“No, I’m not having fun – but this might be better than fun.”
– Jennifer Pharr Davis, The Pursuit of Endurance: Harnessing the Record-Breaking Power of Strength and Resilience
When I worked at my first job out of vet school, I lived alone. There were weekends – not rare ones, either – when I literally did not leave the house at all. I woke up when I wanted, watched TV all day, read books over and over again, ate forgettable food, and hung out with my cats. It wasn’t bad. There are times I long for weekends like that. But what I did not have was the feeling of having accomplished something besides the bare minimum required for life (grocery shopping, cleaning the bathroom, putting gas in the car). Work was stressful because I was a new doctor and trying to find my way to competence, and I let myself sit in my own world at home and “recover.”
Now, ten years later, a typical weekend might involve writing, studying for a new certification, fitness instruction or workout planning, meal prep, and, always, getting out of my cozy bed early Sunday morning to go run pretty far, usually in less-than-ideal weather conditions because this is Pennsylvania. I honestly can’t remember the last time I slept in on a Sunday and curled up on the couch with a leisurely cup of coffee and a book in my t-shirt and shorts. My boyfriend also loves these things, but we both love something else more: to suffer in the heat or cold or rain, on tired legs, sometimes for 20 miles at a time.
When people ask what my weekend plans are, and I tell them how far we plan to run, they often say, “Yeah, that doesn’t sound fun to me AT ALL.”

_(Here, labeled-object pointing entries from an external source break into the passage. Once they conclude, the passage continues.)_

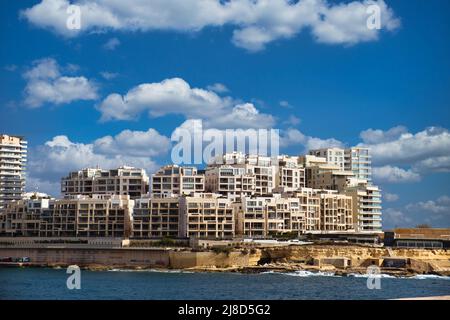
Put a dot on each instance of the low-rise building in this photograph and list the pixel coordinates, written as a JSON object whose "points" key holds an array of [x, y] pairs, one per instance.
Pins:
{"points": [[173, 179], [156, 217], [207, 216], [427, 238]]}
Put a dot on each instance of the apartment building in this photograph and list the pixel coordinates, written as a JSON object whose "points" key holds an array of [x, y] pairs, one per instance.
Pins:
{"points": [[207, 216], [261, 167], [358, 160], [328, 177], [230, 181], [336, 212], [173, 179], [13, 158], [121, 181], [334, 156], [290, 174], [366, 206], [156, 217], [294, 212]]}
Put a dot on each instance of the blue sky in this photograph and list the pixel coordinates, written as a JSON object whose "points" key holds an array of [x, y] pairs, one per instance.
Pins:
{"points": [[332, 87]]}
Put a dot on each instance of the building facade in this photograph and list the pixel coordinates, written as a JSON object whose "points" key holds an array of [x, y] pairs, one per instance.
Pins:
{"points": [[13, 158], [121, 181], [173, 179]]}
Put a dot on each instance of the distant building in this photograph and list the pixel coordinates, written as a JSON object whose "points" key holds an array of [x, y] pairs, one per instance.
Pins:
{"points": [[81, 216], [173, 179], [428, 238], [156, 217], [13, 158], [358, 161], [121, 181], [206, 216], [334, 156]]}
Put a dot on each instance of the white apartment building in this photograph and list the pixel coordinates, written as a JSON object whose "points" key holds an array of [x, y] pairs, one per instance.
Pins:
{"points": [[121, 181], [156, 217], [366, 206], [229, 181], [206, 216], [358, 161], [336, 212], [13, 158], [261, 167], [173, 179], [80, 216], [290, 174], [334, 156]]}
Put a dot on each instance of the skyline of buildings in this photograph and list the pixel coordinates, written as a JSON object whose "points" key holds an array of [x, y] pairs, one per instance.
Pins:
{"points": [[13, 158], [236, 195]]}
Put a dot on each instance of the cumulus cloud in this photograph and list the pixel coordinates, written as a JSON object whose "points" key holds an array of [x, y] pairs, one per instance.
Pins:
{"points": [[108, 75], [58, 156], [218, 87], [404, 156], [371, 136], [176, 96], [255, 23], [296, 137], [394, 175], [432, 212], [111, 44], [390, 197], [133, 143], [45, 84]]}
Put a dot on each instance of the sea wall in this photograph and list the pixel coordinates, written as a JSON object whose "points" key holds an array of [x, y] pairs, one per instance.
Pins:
{"points": [[340, 256], [91, 257]]}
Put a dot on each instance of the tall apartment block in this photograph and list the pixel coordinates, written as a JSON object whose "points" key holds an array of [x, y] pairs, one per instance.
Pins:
{"points": [[156, 217], [206, 215], [261, 167], [366, 206], [173, 179], [81, 216], [121, 181], [333, 156], [13, 157], [290, 175], [358, 161], [230, 181]]}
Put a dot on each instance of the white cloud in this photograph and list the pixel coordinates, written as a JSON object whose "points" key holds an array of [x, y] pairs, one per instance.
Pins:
{"points": [[175, 96], [432, 212], [58, 156], [371, 136], [390, 197], [394, 174], [111, 44], [255, 23], [108, 75], [133, 143], [218, 87], [296, 137], [293, 120], [396, 218], [45, 84], [439, 206], [401, 156]]}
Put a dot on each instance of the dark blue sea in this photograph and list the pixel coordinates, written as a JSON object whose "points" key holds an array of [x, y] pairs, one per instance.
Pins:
{"points": [[42, 283]]}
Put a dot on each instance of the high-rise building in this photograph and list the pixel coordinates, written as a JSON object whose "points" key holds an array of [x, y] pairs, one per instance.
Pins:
{"points": [[366, 206], [173, 179], [358, 160], [121, 181], [13, 158], [333, 156]]}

But you know what? Running isn’t always fun to me either. In fact, it’s often terrible. It is soaking wet clothes and chafed skin and achy tendons that might or might not really be something to worry about. It is saying no to unfamiliar food on Saturday night because you know there are no bathrooms on your Sunday morning route, and it is going to bed at 10 pm so the run can start before the day starts to get REALLY hot. It is sore feet and subzero wind chill and so much sweat you feel like pouring salt out of the shaker and just eating it when you get back. It is a series of small and large failures and feelings of inadequacy when things don’t go as planned. It is a constant comparison trap. It is a fickle mistress who teases you with weeks of smooth sailing, only to derail your new optimism and blossoming fitness with injury. It is your meditation and your therapy and also the place where you solve problems and generate your best ideas. It is spending five months training for a race, when not a single other person on Earth cares how well you do or even if you run it at all, and where you will be thrilled to come in 15,632nd place this year because the 15,633rd placed person ran two minutes faster than you did last year.
And it’s doing all of this and tolerating all of this and signing up for all of this again and again because you love how it makes you feel to treat yourself like the athlete you might not have known you could be, and because knowing this about yourself makes everything else that happens to you seem just a little more manageable.
No, it’s not usually much fun. It’s BETTER.
So much happens to us in life that we can’t control. Life is a grand mix of joy and love and suffering and sometimes they blend together in ways we don’t quite know how to handle, like an unexpected cancer diagnosis for a sweet old dog in one exam room and a young family with two infatuated kids at their first new kitten appointment waiting in the next, or a client accusing you of negligence in a case where sad things happened for no reason, and another client sending cookies and a note when you couldn’t find the answer and euthanized their dog. Suffering surrounds us and surprises us every day in this field.
The power to choose how we want to suffer on a given day, and to see how we react to that suffering, is the power to change our lives from within.